Students who think critically about the choices they make will learn to make better choices in school and in life.
Teaching students that choices can at times be quite difficult allows them to be prepared to make tough decisions. When we educate our students about choices they will face, we do a service to humanity by opening up the minds of our students to how decisions shape their distinctive personhood.
Philosopher Ruth Chang takes a new look at hard choices. She explains that choices are hard because the alternative is not better than, worse than, or even equal to the other option. Choices are about value.
Sometimes options are “on a par” with each other. Chang tells us that choices on a par are in the same league of value, while being different in kind of value. Chang argues that it is here, at this intersection of choices on a par, that we build ourselves.
“When we create reasons for ourselves to become this kind of person rather than that, we wholeheartedly become the people that we are. You might say that we become the authors of our own lives.”
We create reasons to become who we would like to be when we face hard choices and are able to make a decision. This is in opposition to someone labeled a “drifter,” who allows reasons to happen upon them.
Making choices, even difficult ones, should be embraced as a way toward building ourselves and exercising our humanity.
Diffuse Mode Thinking
In focused mode, a person consciously works on a problem and concentrates her attention on learning something. In diffuse mode thinking, the brain continues to work on a problem subconsciously. Neuroscientists tell us that you can only be in one mode at a time.
An answer can also be reached in diffuse mode thinking, not just focused mode. Sometimes, an answer or solution can only be reached in diffuse mode.
When faced with a difficult decision, it is important to allow for both focused and diffuse mode thinking. Focused thinking gives us the material with which we may arrive at the decision during diffuse mode.
Diffuse mode is helpful when we need to exercise creativity and come up with solutions that we haven’t consciously thought of before. Giving students time to ponder information is important, especially when it comes to making a decision.
We can activate diffuse mode by playing our favorite sport or taking a walk around the block. It does not necessarily mean we must consciously try not to think, we just need to give our minds a break from intently concentrating on the problem.

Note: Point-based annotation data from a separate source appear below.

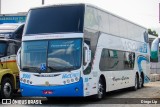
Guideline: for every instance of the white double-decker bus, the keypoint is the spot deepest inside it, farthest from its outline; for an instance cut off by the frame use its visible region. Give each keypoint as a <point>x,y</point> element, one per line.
<point>81,50</point>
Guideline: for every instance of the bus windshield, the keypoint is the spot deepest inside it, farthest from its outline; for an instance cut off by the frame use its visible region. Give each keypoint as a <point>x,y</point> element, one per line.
<point>3,47</point>
<point>55,19</point>
<point>52,55</point>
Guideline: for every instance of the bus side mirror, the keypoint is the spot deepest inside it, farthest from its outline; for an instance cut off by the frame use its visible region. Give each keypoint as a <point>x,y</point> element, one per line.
<point>87,56</point>
<point>18,57</point>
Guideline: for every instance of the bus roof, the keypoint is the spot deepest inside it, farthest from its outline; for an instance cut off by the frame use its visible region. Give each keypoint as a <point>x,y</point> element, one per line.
<point>87,4</point>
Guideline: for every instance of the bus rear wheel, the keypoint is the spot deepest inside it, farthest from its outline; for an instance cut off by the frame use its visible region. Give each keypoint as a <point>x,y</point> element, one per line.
<point>135,87</point>
<point>101,90</point>
<point>6,88</point>
<point>141,82</point>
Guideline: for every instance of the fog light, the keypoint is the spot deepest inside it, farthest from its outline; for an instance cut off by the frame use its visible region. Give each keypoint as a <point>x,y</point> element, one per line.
<point>76,89</point>
<point>21,79</point>
<point>28,81</point>
<point>24,80</point>
<point>76,79</point>
<point>64,82</point>
<point>47,92</point>
<point>72,80</point>
<point>21,89</point>
<point>68,81</point>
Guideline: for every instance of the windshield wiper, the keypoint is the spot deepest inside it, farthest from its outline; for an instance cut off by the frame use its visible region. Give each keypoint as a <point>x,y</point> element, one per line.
<point>54,68</point>
<point>35,69</point>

Just as all problems aren’t the same, all problems don’t necessarily require the same skills. Sometimes, we may venture into situations where the emotional climate may be high-stakes and may not be able to be controlled. Sometimes, we might have to make quick decisions, and using Compass Points or allowing time for diffuse mode thinking may not be relevant.
In these cases, the brain has access to neural patterns that have already formed and been solidified through repetition and practice. This is what Dr. Oakley likes to call “chunks” or the act of “chunking“.

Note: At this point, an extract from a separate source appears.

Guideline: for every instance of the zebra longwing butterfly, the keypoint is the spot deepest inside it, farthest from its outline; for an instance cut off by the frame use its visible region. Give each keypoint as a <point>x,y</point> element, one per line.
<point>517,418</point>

“Chess masters, emergency room physicians, fighter pilots, and many other experts often have to make complex decisions rapidly. They shut down their conscious system and instead rely on their well-trained intuition, drawing on their deeply ingrained repertoire of chunks.”
Chunking allows you to rely on an intuition, which is forged through repetition of an activity. This creates a neural pattern that is recalled automatically. Instead of thinking about how to do something in steps, one simply does it. This way can be much more efficient and effective in certain instances, just as the examples above illustrate.

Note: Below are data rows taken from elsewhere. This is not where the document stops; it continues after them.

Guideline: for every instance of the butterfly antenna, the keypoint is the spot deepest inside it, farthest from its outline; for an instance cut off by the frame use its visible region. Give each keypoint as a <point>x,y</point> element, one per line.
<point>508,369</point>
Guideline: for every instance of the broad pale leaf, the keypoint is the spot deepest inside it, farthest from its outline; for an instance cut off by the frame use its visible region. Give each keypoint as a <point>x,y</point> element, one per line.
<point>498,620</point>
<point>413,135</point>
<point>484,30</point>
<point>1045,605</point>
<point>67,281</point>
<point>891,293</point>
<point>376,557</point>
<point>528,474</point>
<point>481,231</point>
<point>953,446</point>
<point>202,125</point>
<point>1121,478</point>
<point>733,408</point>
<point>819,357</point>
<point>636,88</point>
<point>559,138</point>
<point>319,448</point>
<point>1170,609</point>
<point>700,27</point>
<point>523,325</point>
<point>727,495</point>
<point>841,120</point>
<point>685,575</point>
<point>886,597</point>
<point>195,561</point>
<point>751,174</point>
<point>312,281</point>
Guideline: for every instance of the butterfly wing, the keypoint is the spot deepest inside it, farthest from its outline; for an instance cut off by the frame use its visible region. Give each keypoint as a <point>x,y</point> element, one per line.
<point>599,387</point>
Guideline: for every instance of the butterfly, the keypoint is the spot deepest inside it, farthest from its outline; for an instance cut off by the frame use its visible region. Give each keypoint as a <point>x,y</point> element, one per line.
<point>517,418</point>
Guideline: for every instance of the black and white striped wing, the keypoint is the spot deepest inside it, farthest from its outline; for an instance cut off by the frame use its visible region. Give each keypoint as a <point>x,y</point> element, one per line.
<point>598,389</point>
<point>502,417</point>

Learning how to chunk and think about things in terms of the big picture, as opposed to constantly focusing on the smaller steps, is also important in the process of decision making. A student should know that for times that may require chunking, with the proper practice and previously acquired skill set, he has his brain to rely on.
Different types of decisions require different approaches. Different people require different strategies. By weaving these approaches into your classroom material, you are giving your students the tools to succeed in the classroom and in life.